Dans ce régime régional, différents groupes de travail ont été mis en place (EPRDP, dans le cadre de la surveillance et du partage de l’information de l’ICM et les groupes de travail au sein de l’ABMI), ayant tous pour vocation de renfoncer la coordination et le partage de l’information au sein de ces pays. L’ASEAN+3 Research Group, créé en août 2003, sur proposition japonaise, peut être considéré comme le groupe d’experts (think thanks) de cette coopération monétaire et financière. Il a été crée après le début du processus, mais il aborde les problèmes dans une perspective plus globale. Il se concentre sur l’ensemble du processus et non sur une des initiatives instaurées. Il explore les différents moyens pour renforcer la coopération financière et promouvoir la stabilité dans la région en s’appuyant sur les travaux académiques des différents pays membres. Il recense, puis diffuse, les connaissances, afin d’offrir des solutions aux pays membres.
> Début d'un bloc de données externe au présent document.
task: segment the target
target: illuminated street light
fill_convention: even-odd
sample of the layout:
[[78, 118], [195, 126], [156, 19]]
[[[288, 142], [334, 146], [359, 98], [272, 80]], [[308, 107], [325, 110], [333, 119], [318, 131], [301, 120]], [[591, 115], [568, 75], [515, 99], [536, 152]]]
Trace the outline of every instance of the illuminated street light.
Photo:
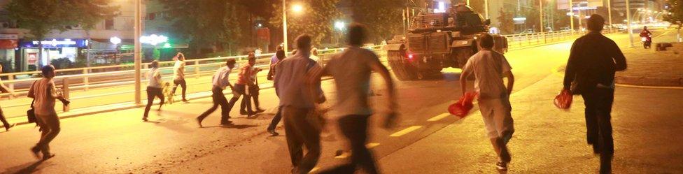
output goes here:
[[344, 28], [345, 28], [346, 26], [346, 24], [342, 21], [337, 21], [335, 22], [335, 28], [339, 29], [339, 31], [344, 30]]

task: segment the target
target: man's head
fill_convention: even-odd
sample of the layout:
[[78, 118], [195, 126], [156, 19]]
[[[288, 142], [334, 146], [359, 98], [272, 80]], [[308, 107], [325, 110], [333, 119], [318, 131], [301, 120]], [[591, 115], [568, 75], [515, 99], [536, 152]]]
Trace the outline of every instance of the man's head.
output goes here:
[[231, 68], [231, 69], [234, 68], [234, 64], [236, 63], [237, 63], [237, 61], [236, 61], [234, 59], [232, 58], [230, 58], [227, 59], [227, 60], [225, 60], [225, 66], [227, 66], [228, 68]]
[[491, 49], [493, 48], [493, 36], [491, 34], [484, 34], [479, 37], [479, 47], [484, 49]]
[[311, 49], [311, 55], [314, 56], [318, 56], [318, 48], [314, 48]]
[[154, 61], [152, 61], [152, 63], [150, 63], [150, 68], [159, 68], [159, 61], [154, 60]]
[[365, 41], [365, 26], [359, 23], [352, 23], [348, 25], [348, 45], [352, 46], [362, 45]]
[[311, 36], [302, 34], [297, 37], [297, 50], [308, 52], [311, 50]]
[[278, 60], [282, 60], [285, 59], [285, 50], [279, 50], [275, 52], [275, 57], [278, 58]]
[[44, 78], [52, 78], [55, 77], [55, 66], [52, 65], [44, 66], [41, 71], [43, 71], [43, 77]]
[[591, 31], [603, 31], [604, 26], [605, 18], [603, 18], [601, 15], [593, 14], [591, 15], [591, 17], [588, 18], [588, 30]]

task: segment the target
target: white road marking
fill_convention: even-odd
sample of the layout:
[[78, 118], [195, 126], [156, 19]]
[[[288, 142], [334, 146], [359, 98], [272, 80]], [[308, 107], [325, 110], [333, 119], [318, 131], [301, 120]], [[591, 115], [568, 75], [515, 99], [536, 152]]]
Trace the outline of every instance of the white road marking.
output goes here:
[[377, 147], [379, 143], [369, 143], [365, 145], [365, 147], [368, 149], [372, 149], [372, 147]]
[[401, 130], [401, 131], [397, 131], [397, 132], [395, 132], [395, 133], [393, 133], [391, 135], [389, 135], [389, 136], [390, 136], [390, 137], [399, 137], [399, 136], [402, 136], [403, 135], [408, 134], [408, 133], [410, 133], [411, 131], [414, 131], [415, 130], [419, 129], [420, 128], [422, 128], [422, 126], [409, 126], [408, 128], [404, 129], [403, 130]]
[[444, 119], [445, 117], [448, 117], [448, 116], [451, 116], [451, 114], [450, 113], [442, 113], [442, 114], [439, 114], [439, 115], [434, 116], [434, 117], [430, 118], [429, 119], [427, 119], [427, 121], [429, 121], [429, 122], [436, 122], [436, 121], [441, 120], [442, 119]]

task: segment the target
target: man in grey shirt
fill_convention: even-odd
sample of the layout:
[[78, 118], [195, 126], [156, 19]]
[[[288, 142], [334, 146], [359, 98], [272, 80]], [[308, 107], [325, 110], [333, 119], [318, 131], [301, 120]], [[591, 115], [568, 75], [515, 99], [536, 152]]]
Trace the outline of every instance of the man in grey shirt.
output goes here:
[[[320, 130], [311, 119], [318, 117], [311, 114], [316, 103], [323, 101], [320, 79], [313, 77], [322, 71], [315, 61], [309, 58], [311, 36], [297, 37], [295, 55], [283, 59], [276, 67], [275, 92], [280, 96], [280, 109], [284, 119], [287, 145], [292, 160], [292, 173], [308, 173], [316, 164], [321, 154]], [[302, 146], [308, 152], [303, 155]]]
[[[337, 87], [337, 103], [333, 113], [341, 117], [338, 121], [342, 133], [351, 147], [351, 163], [321, 173], [353, 173], [357, 166], [368, 173], [377, 173], [372, 154], [365, 147], [367, 139], [367, 119], [372, 110], [368, 103], [370, 74], [379, 73], [386, 84], [389, 99], [389, 116], [385, 126], [393, 124], [396, 111], [393, 82], [389, 71], [370, 50], [360, 48], [365, 38], [365, 27], [358, 24], [348, 27], [348, 48], [333, 57], [323, 70], [322, 75], [332, 75]], [[318, 75], [317, 79], [320, 80]]]

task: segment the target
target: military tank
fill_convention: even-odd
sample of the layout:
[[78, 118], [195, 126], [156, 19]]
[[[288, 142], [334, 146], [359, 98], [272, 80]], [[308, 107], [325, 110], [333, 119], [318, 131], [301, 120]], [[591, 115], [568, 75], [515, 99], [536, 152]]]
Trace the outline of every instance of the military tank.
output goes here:
[[[477, 38], [488, 33], [490, 24], [490, 20], [464, 4], [451, 6], [445, 13], [416, 15], [405, 36], [387, 41], [384, 50], [389, 66], [401, 80], [437, 76], [444, 68], [461, 68], [479, 50]], [[507, 52], [507, 38], [492, 36], [493, 50]]]

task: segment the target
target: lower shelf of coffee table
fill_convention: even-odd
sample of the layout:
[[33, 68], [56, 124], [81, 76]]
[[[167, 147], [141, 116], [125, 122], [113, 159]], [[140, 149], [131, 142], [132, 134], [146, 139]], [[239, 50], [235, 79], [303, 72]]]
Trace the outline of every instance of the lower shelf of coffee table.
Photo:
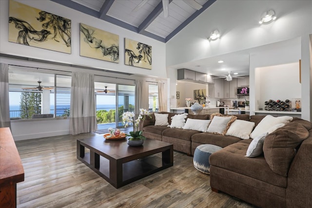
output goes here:
[[[90, 152], [86, 152], [83, 158], [78, 159], [105, 180], [109, 181], [109, 160], [99, 155], [99, 168], [96, 169], [90, 165]], [[124, 184], [123, 185], [168, 168], [166, 164], [164, 165], [164, 166], [162, 166], [161, 153], [155, 154], [145, 158], [123, 163], [122, 164], [122, 183]]]

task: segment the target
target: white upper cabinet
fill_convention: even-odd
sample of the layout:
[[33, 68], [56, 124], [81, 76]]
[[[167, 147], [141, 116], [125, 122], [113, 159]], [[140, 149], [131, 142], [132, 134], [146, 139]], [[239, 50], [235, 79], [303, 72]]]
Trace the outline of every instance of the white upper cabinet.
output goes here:
[[195, 72], [195, 80], [201, 82], [206, 82], [207, 75], [200, 72]]

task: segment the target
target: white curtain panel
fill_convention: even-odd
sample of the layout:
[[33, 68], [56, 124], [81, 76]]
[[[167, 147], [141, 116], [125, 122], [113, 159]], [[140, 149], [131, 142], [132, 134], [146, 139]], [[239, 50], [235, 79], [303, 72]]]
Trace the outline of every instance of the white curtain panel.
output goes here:
[[145, 81], [136, 80], [136, 104], [135, 113], [137, 116], [140, 109], [148, 109], [148, 85]]
[[9, 65], [0, 63], [0, 127], [10, 127], [9, 100]]
[[97, 129], [93, 75], [73, 73], [70, 126], [72, 134], [94, 132]]
[[159, 112], [167, 111], [167, 100], [164, 89], [165, 83], [158, 83], [158, 106]]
Lors des différentes déclarations ministérielles annuelles, les pays membres de l’ASEAN+3 réaffirment officiellement que ce groupe apporte, via ses études, une meilleure compréhension de la coopération financière dans la région. Lors de la déclaration ministérielle conjointe de 2008, les pays membres rappellent l’utilité de ce groupe de recherche et de ses publications, mises en ligne sur le site de l’ASEAN, de l’ADB et des pays membres.

CONCLUSION

Deux enseignements se dégagent d’ordre analytique et méthodologique. Au plan analytique, la conclusion porte sur l’instauration d’un régime monétaire et financier régional au sein de l’ASEAN+3. Cette coopération doit permettre, selon les gouvernements de ce groupement, de faire face à trois éléments qui ont fait défaut lors de la crise de 1997 : des mécanismes de surveillance efficients, une offre de liquidité rapide et sans conditions et des structures de marché renforcées. Elle doit, cependant, faire l’objet de nouveaux approfondissements pour répondre à une crise de l’ampleur de celle de 1997. Sur le plan méthodologique, les résultats de l’analyse montrent la pertinence de la transposition à l’échelle régionale des concepts initialement conçus à l’échelle internationale. La réalité régionale ne nécessite donc pas de concepts spécifiques. Les relations régionales, dès lors qu’elles ne se situent pas dans un cadre bilatéral et qu’une proximité géographique est révélée, ne sont qu’un cas particulier des relations internationales.